Encouraged by his friends, Glankoff submitted some of his work for a group exhibition at the Whitney Studio Club in 1922. The show included William Glackens, Rockwell Kent and Joan Sloan, and a landscape painting by Glankoff, appropriately called "Solitude," was singled out for praise by the New York critics. Afte rthat, however, there was a 60-year dry spell when he neither exhibited nor sold any of his paintings. He continued to work in secret in his spare time. 

He always kept his private art work separate from his commerical work: woodcut illustrations for the New Yorker, Scribner's and other magazines in the '20s and '30s.

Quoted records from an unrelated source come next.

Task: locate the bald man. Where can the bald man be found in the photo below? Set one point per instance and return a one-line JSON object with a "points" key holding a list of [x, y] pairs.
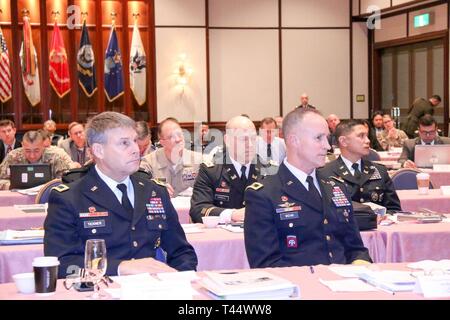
{"points": [[304, 99], [220, 184]]}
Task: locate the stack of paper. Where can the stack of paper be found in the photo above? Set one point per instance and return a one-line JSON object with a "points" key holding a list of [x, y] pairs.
{"points": [[21, 237], [249, 285], [392, 281], [145, 287]]}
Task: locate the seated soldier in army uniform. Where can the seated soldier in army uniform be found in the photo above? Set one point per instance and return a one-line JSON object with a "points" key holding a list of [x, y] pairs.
{"points": [[134, 216], [300, 217], [365, 180], [173, 163], [219, 187], [33, 150]]}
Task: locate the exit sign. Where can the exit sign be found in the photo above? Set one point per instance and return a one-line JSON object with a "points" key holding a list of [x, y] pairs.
{"points": [[422, 20]]}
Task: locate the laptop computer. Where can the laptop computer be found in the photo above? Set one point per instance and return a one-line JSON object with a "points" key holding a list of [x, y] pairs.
{"points": [[427, 155], [24, 176]]}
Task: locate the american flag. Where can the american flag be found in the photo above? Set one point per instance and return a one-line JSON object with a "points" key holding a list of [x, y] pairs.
{"points": [[5, 71]]}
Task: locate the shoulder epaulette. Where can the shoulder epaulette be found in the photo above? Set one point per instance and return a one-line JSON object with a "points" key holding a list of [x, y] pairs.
{"points": [[208, 164], [61, 188], [255, 186], [338, 179], [159, 182]]}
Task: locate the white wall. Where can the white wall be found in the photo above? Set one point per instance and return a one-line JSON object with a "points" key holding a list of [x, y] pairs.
{"points": [[360, 70], [244, 58]]}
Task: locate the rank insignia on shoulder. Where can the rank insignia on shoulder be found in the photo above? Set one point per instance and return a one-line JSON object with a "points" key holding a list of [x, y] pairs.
{"points": [[159, 182], [337, 179], [208, 164], [255, 186], [61, 188]]}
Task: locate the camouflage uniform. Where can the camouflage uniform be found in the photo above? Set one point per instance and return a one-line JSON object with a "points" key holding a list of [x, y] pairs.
{"points": [[182, 176], [59, 164]]}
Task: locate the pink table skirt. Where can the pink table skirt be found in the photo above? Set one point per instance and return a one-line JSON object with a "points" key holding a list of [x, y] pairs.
{"points": [[11, 218], [215, 248], [309, 284], [411, 200], [9, 198]]}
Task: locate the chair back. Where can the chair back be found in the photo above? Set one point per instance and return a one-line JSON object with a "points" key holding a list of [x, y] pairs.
{"points": [[44, 193], [405, 179]]}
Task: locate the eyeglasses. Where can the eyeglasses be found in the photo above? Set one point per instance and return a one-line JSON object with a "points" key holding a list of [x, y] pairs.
{"points": [[427, 133]]}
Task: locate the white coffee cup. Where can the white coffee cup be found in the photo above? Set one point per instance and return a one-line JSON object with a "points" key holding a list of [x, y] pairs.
{"points": [[24, 282], [211, 221], [423, 182]]}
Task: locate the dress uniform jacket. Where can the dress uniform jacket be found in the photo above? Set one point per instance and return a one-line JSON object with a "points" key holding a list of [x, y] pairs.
{"points": [[181, 177], [374, 186], [218, 187], [88, 209], [410, 146], [285, 227]]}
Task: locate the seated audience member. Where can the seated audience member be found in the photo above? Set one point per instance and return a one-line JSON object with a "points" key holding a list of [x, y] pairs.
{"points": [[33, 151], [304, 102], [205, 140], [173, 163], [427, 135], [391, 136], [75, 145], [377, 122], [269, 146], [8, 138], [374, 143], [50, 127], [418, 109], [144, 139], [367, 181], [219, 187], [48, 146], [279, 121], [332, 120], [134, 216], [299, 217]]}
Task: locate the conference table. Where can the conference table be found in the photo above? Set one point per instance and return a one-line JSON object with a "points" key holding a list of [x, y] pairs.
{"points": [[221, 249], [309, 283], [10, 198]]}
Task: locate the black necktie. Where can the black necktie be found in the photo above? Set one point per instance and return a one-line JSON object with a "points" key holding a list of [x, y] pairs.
{"points": [[269, 150], [126, 204], [243, 176], [357, 174]]}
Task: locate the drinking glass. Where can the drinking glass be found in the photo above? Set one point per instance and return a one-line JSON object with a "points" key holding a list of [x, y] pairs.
{"points": [[95, 264]]}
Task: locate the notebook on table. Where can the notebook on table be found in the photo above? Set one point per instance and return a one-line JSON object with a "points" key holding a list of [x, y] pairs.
{"points": [[425, 156]]}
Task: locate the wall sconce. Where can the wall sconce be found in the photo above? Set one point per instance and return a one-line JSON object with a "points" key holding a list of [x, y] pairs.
{"points": [[183, 73]]}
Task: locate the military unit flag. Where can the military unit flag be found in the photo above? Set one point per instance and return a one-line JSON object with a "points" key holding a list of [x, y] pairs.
{"points": [[58, 65], [113, 68], [5, 71], [138, 67], [29, 65], [86, 64]]}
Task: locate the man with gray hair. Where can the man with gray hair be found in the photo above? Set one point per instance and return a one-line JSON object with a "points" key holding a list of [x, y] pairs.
{"points": [[298, 217], [220, 184], [133, 215], [33, 150]]}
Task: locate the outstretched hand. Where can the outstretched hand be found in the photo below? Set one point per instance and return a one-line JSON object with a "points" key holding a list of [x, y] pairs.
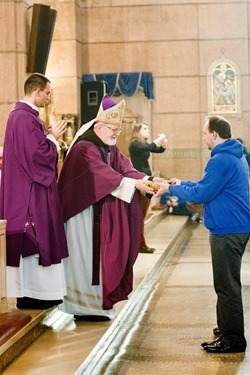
{"points": [[58, 128], [144, 187]]}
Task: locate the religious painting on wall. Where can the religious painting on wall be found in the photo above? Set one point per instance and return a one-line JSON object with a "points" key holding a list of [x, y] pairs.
{"points": [[224, 89]]}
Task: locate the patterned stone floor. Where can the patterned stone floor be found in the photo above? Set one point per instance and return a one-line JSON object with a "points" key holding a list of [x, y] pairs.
{"points": [[162, 335], [166, 338]]}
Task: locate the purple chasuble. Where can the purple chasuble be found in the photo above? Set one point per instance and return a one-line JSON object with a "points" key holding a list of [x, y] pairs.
{"points": [[86, 179], [29, 196]]}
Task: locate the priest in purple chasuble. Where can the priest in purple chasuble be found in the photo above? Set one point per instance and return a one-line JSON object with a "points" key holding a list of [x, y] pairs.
{"points": [[100, 192], [35, 236]]}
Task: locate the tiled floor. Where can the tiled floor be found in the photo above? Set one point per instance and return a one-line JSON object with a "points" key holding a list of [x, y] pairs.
{"points": [[163, 335]]}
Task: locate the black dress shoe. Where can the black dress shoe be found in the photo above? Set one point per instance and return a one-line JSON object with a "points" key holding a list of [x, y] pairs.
{"points": [[205, 343], [91, 318], [223, 347], [216, 332], [146, 249], [36, 304]]}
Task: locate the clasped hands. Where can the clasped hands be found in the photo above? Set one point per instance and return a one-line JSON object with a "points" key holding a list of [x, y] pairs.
{"points": [[157, 187]]}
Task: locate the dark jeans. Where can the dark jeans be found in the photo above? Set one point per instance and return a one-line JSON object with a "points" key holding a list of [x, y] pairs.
{"points": [[227, 251]]}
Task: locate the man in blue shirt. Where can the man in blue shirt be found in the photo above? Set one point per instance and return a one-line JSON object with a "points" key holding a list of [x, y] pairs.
{"points": [[224, 191]]}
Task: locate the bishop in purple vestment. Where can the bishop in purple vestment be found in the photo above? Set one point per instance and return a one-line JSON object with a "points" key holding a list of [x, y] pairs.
{"points": [[100, 192]]}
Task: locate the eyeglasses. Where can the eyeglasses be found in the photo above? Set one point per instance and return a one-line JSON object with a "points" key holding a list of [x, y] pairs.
{"points": [[47, 93], [118, 130]]}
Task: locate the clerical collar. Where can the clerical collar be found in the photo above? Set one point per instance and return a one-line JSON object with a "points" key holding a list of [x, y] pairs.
{"points": [[30, 104], [91, 136]]}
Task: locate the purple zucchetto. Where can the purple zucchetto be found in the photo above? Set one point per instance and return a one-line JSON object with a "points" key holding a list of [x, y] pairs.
{"points": [[111, 112], [107, 102]]}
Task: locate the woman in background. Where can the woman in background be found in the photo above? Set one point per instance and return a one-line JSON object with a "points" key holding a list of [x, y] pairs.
{"points": [[139, 151]]}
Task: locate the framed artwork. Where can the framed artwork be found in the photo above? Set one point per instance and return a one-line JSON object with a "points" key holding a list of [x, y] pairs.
{"points": [[224, 88]]}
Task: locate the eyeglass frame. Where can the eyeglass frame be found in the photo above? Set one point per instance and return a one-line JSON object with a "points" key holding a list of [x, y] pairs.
{"points": [[119, 130]]}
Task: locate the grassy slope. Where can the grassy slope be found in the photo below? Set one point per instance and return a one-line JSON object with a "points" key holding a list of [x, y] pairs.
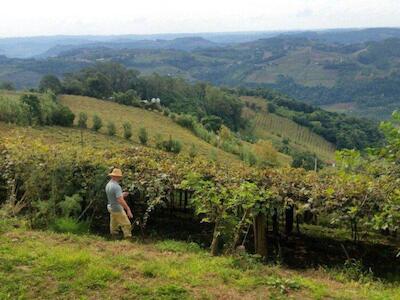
{"points": [[45, 265], [273, 127], [154, 122]]}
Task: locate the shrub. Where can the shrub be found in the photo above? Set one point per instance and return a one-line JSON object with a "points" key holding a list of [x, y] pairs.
{"points": [[143, 136], [63, 116], [166, 112], [82, 120], [127, 98], [158, 141], [186, 121], [14, 111], [69, 225], [111, 129], [193, 151], [50, 83], [212, 123], [32, 102], [127, 130], [9, 86], [97, 123], [172, 145], [248, 156]]}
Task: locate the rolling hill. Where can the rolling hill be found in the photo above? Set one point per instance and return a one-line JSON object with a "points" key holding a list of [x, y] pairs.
{"points": [[269, 127], [328, 68], [283, 131], [156, 124]]}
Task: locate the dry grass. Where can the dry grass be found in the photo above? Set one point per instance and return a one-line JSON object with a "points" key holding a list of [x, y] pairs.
{"points": [[45, 265]]}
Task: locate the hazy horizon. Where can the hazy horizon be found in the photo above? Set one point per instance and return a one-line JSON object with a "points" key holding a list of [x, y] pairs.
{"points": [[152, 17]]}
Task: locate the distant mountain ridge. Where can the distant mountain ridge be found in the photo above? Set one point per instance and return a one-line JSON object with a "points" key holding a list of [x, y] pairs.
{"points": [[28, 47], [322, 67], [183, 43]]}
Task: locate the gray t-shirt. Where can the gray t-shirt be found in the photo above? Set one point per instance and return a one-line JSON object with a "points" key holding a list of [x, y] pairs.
{"points": [[113, 191]]}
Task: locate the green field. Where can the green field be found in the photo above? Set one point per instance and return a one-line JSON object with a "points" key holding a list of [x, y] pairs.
{"points": [[153, 121], [273, 127], [45, 265]]}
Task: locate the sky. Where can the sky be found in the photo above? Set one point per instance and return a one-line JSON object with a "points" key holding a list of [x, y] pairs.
{"points": [[99, 17]]}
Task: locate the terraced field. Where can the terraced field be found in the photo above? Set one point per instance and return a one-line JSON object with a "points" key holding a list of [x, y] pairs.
{"points": [[273, 127]]}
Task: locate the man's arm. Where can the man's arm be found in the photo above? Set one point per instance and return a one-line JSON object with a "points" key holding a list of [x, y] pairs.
{"points": [[123, 203]]}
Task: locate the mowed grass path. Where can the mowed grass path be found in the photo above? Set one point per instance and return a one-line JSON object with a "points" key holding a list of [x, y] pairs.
{"points": [[154, 122], [45, 265]]}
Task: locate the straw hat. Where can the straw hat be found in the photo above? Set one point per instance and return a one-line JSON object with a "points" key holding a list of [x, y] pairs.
{"points": [[116, 173]]}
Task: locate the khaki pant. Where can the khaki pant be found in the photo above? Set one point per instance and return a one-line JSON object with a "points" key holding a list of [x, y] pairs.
{"points": [[120, 220]]}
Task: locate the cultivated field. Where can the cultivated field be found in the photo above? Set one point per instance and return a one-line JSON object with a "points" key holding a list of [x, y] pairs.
{"points": [[273, 127]]}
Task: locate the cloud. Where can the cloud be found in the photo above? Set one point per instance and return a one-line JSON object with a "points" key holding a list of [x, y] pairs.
{"points": [[49, 17]]}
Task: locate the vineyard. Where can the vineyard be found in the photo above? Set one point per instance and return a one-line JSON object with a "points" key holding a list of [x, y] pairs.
{"points": [[345, 217], [273, 127]]}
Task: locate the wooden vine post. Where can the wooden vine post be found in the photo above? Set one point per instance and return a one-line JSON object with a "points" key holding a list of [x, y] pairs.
{"points": [[289, 218], [260, 235]]}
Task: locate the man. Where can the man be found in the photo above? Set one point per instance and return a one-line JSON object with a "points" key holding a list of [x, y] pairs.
{"points": [[117, 206]]}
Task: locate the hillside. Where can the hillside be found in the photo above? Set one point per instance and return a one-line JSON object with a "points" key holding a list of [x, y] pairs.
{"points": [[280, 130], [157, 125], [43, 265], [330, 68]]}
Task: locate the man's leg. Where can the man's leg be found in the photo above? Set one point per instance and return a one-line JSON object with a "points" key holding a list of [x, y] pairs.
{"points": [[125, 224], [114, 226]]}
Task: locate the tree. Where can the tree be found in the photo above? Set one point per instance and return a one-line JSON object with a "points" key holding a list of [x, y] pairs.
{"points": [[33, 104], [97, 123], [127, 130], [111, 129], [82, 120], [143, 136], [50, 82]]}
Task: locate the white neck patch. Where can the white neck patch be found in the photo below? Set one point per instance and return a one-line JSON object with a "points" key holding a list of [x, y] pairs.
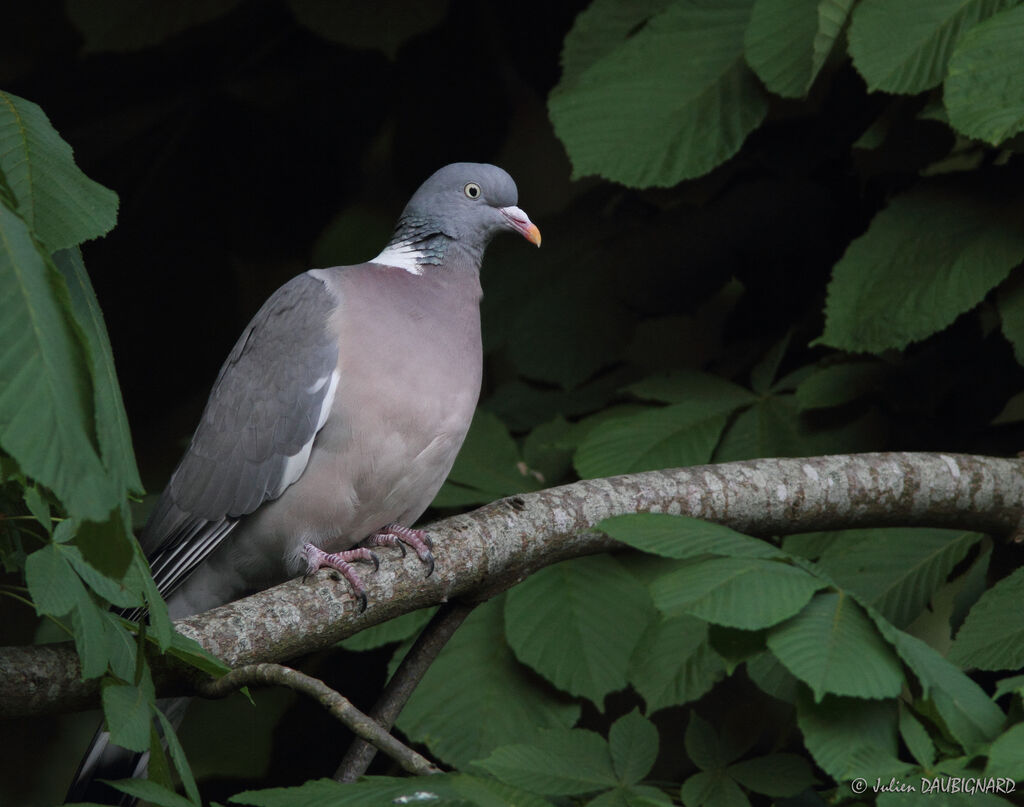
{"points": [[403, 256]]}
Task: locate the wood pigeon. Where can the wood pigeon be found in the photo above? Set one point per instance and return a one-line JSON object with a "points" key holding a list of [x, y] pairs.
{"points": [[338, 413]]}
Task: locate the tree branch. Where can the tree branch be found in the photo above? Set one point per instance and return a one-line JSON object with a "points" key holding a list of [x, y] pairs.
{"points": [[485, 551], [423, 652], [361, 725]]}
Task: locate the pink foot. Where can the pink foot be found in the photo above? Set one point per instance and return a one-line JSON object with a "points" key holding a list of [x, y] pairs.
{"points": [[316, 558], [398, 536]]}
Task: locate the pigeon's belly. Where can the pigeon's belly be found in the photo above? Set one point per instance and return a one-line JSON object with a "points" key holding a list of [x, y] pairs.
{"points": [[401, 409]]}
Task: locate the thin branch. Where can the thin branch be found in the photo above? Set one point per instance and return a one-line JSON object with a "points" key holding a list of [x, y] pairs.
{"points": [[495, 547], [423, 652], [339, 706]]}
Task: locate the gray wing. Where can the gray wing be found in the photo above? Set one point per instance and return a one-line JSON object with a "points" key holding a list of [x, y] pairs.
{"points": [[270, 398]]}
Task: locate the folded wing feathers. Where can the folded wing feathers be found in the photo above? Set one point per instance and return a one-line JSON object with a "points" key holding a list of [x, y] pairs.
{"points": [[272, 395]]}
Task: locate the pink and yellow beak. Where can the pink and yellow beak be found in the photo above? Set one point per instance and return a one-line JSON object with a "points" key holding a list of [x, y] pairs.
{"points": [[520, 222]]}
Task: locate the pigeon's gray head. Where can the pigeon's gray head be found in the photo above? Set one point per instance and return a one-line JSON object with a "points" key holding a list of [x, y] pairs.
{"points": [[471, 203]]}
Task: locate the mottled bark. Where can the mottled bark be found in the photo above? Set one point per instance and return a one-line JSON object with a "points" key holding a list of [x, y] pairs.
{"points": [[485, 551]]}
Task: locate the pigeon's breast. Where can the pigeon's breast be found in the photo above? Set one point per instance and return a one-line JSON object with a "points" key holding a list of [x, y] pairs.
{"points": [[403, 400]]}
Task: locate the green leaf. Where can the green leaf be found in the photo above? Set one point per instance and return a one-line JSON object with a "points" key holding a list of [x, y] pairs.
{"points": [[787, 41], [778, 775], [674, 664], [915, 736], [192, 652], [745, 593], [835, 648], [1013, 684], [632, 796], [395, 630], [53, 586], [445, 789], [113, 591], [690, 386], [969, 714], [713, 789], [772, 678], [851, 737], [120, 646], [178, 756], [984, 91], [992, 635], [670, 75], [904, 45], [633, 741], [675, 436], [1006, 757], [123, 26], [683, 537], [88, 622], [128, 710], [930, 256], [836, 385], [734, 645], [769, 428], [46, 409], [59, 204], [476, 696], [109, 546], [896, 570], [578, 623], [384, 26], [488, 466], [555, 763], [112, 422], [39, 507], [153, 793]]}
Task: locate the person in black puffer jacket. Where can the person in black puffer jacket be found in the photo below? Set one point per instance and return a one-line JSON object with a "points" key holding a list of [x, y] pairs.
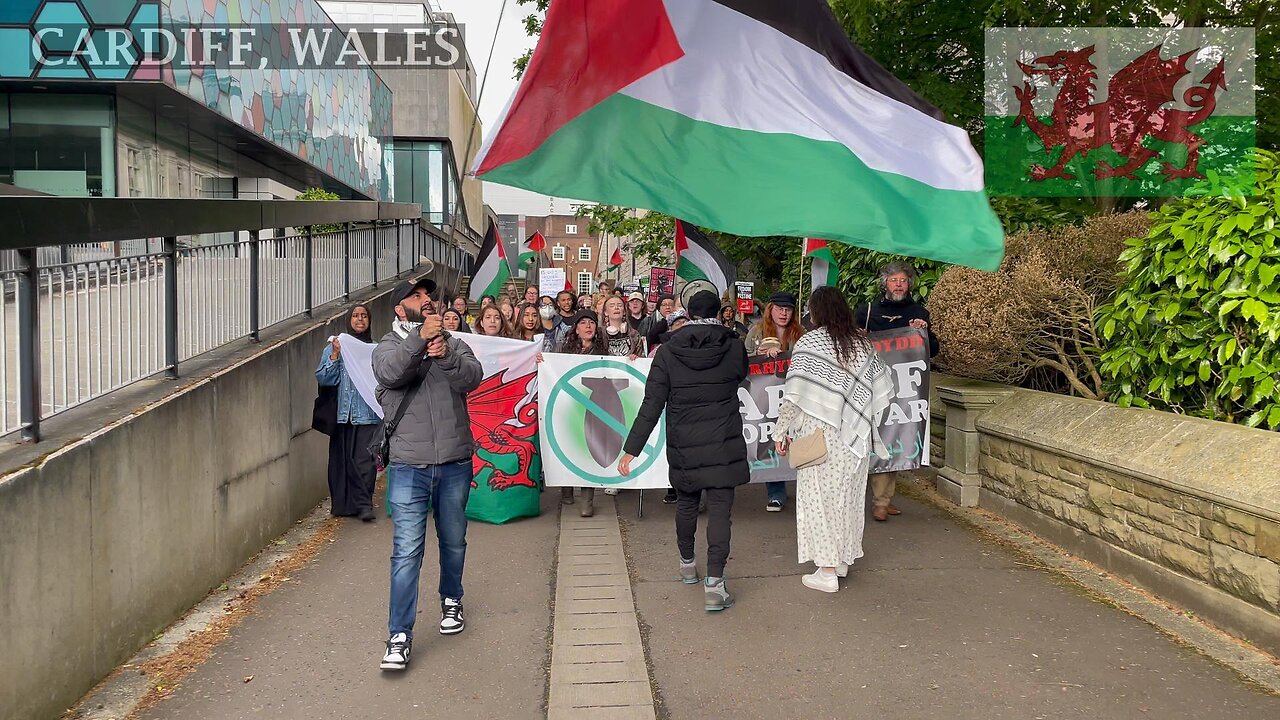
{"points": [[695, 377]]}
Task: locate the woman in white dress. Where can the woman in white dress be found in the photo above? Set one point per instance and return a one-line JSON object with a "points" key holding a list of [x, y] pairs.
{"points": [[839, 386]]}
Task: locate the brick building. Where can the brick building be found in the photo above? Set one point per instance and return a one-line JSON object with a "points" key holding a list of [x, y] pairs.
{"points": [[570, 246]]}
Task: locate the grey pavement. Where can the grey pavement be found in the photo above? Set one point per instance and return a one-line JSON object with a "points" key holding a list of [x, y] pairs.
{"points": [[936, 621], [312, 646], [932, 623]]}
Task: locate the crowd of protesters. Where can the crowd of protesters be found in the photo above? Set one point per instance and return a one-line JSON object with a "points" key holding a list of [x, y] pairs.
{"points": [[836, 386]]}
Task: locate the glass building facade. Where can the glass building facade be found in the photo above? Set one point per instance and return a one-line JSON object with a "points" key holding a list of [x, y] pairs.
{"points": [[85, 128]]}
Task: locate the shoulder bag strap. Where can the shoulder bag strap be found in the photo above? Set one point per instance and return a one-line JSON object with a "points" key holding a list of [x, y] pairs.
{"points": [[403, 406]]}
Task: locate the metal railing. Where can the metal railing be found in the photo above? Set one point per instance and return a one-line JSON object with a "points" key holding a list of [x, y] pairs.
{"points": [[81, 320]]}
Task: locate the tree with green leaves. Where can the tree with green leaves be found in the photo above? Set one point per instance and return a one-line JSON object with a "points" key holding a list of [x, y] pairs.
{"points": [[1194, 326]]}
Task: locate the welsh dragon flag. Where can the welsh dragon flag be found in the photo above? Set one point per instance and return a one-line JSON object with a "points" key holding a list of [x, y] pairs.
{"points": [[698, 259], [490, 269], [752, 117], [826, 272], [503, 413], [530, 249]]}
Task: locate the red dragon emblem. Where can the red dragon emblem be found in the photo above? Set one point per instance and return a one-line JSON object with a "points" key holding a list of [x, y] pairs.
{"points": [[1132, 112], [503, 423]]}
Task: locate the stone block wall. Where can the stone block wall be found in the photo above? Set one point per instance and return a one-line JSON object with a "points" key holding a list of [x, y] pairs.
{"points": [[1185, 507], [1229, 548]]}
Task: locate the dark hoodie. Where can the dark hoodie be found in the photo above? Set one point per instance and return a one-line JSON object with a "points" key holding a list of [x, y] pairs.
{"points": [[695, 377]]}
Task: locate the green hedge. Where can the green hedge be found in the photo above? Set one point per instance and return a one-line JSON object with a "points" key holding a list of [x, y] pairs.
{"points": [[1194, 324]]}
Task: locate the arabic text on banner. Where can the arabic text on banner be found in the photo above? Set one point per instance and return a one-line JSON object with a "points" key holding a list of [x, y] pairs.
{"points": [[503, 414], [904, 427]]}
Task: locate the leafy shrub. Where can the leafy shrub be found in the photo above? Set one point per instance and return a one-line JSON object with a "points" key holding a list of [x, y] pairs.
{"points": [[320, 194], [1194, 326], [1033, 317]]}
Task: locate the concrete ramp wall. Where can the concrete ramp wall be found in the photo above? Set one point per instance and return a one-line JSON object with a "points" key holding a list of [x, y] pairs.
{"points": [[108, 540]]}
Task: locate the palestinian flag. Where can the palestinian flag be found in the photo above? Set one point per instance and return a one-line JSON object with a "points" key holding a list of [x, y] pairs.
{"points": [[698, 259], [752, 117], [490, 269], [530, 249], [826, 272]]}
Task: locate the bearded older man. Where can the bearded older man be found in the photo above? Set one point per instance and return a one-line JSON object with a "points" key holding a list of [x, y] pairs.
{"points": [[894, 309]]}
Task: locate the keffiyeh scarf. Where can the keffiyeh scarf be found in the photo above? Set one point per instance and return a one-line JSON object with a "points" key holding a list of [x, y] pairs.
{"points": [[848, 397]]}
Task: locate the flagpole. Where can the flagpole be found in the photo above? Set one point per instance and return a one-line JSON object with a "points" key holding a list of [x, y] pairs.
{"points": [[800, 296]]}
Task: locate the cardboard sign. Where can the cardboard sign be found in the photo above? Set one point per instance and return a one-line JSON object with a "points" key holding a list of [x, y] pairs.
{"points": [[662, 281], [551, 281], [743, 291]]}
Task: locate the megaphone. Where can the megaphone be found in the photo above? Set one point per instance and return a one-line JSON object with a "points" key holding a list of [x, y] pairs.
{"points": [[693, 288]]}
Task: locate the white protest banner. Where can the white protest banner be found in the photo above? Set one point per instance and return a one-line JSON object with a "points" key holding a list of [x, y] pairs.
{"points": [[904, 427], [586, 406], [357, 358], [551, 281]]}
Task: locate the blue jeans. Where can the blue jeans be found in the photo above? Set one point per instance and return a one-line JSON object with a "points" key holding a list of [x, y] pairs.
{"points": [[412, 492], [777, 491]]}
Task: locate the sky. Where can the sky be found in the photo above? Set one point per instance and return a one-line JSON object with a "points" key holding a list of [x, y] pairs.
{"points": [[479, 19]]}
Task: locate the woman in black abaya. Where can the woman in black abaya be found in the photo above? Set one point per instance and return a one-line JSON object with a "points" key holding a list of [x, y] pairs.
{"points": [[351, 464]]}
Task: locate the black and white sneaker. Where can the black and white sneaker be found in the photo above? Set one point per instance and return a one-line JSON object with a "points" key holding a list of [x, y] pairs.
{"points": [[397, 652], [451, 616]]}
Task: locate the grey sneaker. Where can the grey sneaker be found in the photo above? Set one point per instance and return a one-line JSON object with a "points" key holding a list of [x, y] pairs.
{"points": [[689, 573], [716, 595]]}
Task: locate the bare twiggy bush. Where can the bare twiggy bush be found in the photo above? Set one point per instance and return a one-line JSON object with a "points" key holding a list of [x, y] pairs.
{"points": [[1037, 310]]}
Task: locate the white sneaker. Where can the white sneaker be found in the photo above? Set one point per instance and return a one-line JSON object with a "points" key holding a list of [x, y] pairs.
{"points": [[451, 616], [397, 652], [822, 582]]}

In the 1940s he became head artist for True comics and did advertising illustrations for various companies. 

His artwork might well have remained in obscurity if it hadn't been for the effords of Wendy Snyder, Glankoff's sister-in-law, who has committed herself to bringing this man's lifelong work out of the shadows. She photographed, cataloged and promoted his work and arranged for his first one-man show, in 1981. 

Some of the works in the current show have vaguely human imagery. "Print Painting Number 4195" (1980) has a splayed-out stick figure in blue. His head is a crescent with points and it appears as if he has fallen. Some prints, "Print Painting Number 4045" (1971) and "Print Painting Number 4003" (1972), appear to be struggling with a different kind of abstract imagery, a looser application of color and calligraphic scrawling. 

All of the images in the exhibition seem purposefully indirect. His painting-/printing transfer technique allowed Glankoff to generate vaguely recognizable elements of landscapes, human figures, anthropomorphic forms that sort of slip away into a peripheral twilight if you look at them too directly. 

As a result of his unique process, he combined the distance that comes with the printmaking process with the more emotional involvement of direct painting. The process served as a veil that concealed both the hand of the artist and, it would seem, his personality. "The process he used," said Snyder, "is a reflection of his life and his inner world." 

In the transfer process that Glankoff developed and called "print painting," he would cut directly into plywood blocks, apply areas of water-soluble ink and casein onto the wood. He then made several different impressions onto handmade Japanese paper allowing the colors to seep into the thin fibrous paper. Subtle layers of color were allowed to build up with a translucent resonance that is unique to casein. He wet the paper first and then blotted it. At least six different layers of color were applied to the paper and this meticulous process of layering would give his paintings a resonance and a slightly ethereal quality, almost like subtle emanations of collected light. 

Beacuse he had so little work space in his apartment, he would print on four separate sheets of paper, each measuring about 24 inches by 19 inches. The colors and shapes would have to be carefully matched throughout the process and then when the four sheets of paper were pasted together, one completed image would emerge. He never painted directly onto paper. 

Some of the most focused images in the show are from the late '70s and early '80s. With ovals, circles, or incomplete circles, these suggest an inner tranquility. Some have a floating, ephemeral quality - slightly fuzzy and soft around the edges - a little like the glowing afterimages you see when your eyes are closed. In "Print Painting Number 4180," for instance, a vertical black stroke hovers at the center of the picture where four sheets of the handmade paper meet. A bright red, oval ring (it might be a halo or the retina of an eye) surrounds the black stroke and appears to emanate a soft yellowish glow. At the bottom is a band of color that completes the scene - some sort of reference to a horizon, without which the oval shape above it would deflate and sink from sight. 

In another gallery there is a series of smaller prints dating from an earlier period in Glankoff's career (some are from the 1940s). These prints are busier and more gestural. Here you get a much stronger sense of the artist cutting into the wood in the spirit of German expressionist block printing. Two of the original blocks have been hung alongside the prints for comparison. 

--Alastair Gordon is a free-lance writer.